Ah, wards. The small towns of Mormondom. No matter how far I travel, when I return to the Orange, California Stake, I might as well be fifteen years old and sporting a bad perm. And I tell you this story from the Ask Mormon Girl personal archive to help you feel not so alone. Inside every one of us lives an utterly mortified teenaged girl. You can move across the city. Grow out your perm. Dye your hair. Change your name. Marry. Travel the world. Earn degrees. Win prizes. But she lives on—awkward, moody, embarrassed, and self-despising. And ready to leap out at the most untimely moments. There’s nothing we can do but pity her, pity ourselves, have a good laugh with a girlfriend, and then move on.

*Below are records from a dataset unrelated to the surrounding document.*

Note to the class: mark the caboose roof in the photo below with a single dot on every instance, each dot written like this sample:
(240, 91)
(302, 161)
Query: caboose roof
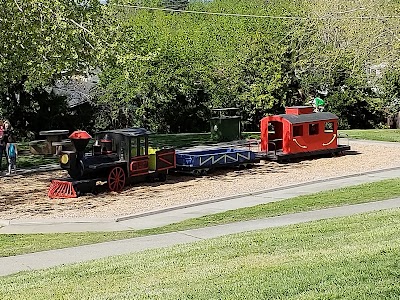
(320, 116)
(129, 132)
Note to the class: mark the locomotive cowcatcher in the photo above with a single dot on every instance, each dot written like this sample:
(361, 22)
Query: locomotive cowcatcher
(120, 157)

But there’s a crucial difference between your story and mine. I was mortified by my own desperately poor communication skills. You were mortified by the rank perfidy of a no-good boyfriend! You were a sweet young thing, and he was a lothario! You have nothing to be ashamed of! And you have returned to your hometown victorious: with a husband, a job, and (most impressively) health benefits! You win! When you enter that ward Christmas party in a few weeks, I want you to say a few reassuring words to that mortified teenager inside of you, but forbid her to speak. Hold your head up high. Be your most charming and delightful self. Behold your ex’s relatives with a regal but undetectable form of condescension. They are, after all, the relatives of the young scoundrel who ruined his family name by running around with all the girls in town, and you are the girl he wronged years ago, and this, my dear, gives you one of the most powerful forms of cultural currency in the Mormon universe: rightness. Use it sparingly, and with mercy, for you must remember that inside every one of them too there lives a mortified, self-loathing teenager. We all have embarrassing elements of our pasts. The most gracious gift we can bestow upon our fellow wardmembers—the fellow inmates of our Mormon small towns—is to pretend we remember only the good parts. We call that gift dignity. Claim it!
What about you, dear readers? Any mortifying moments your inner LDS fifteen year-old is dying to admit? What words of courage do you have for Mortified?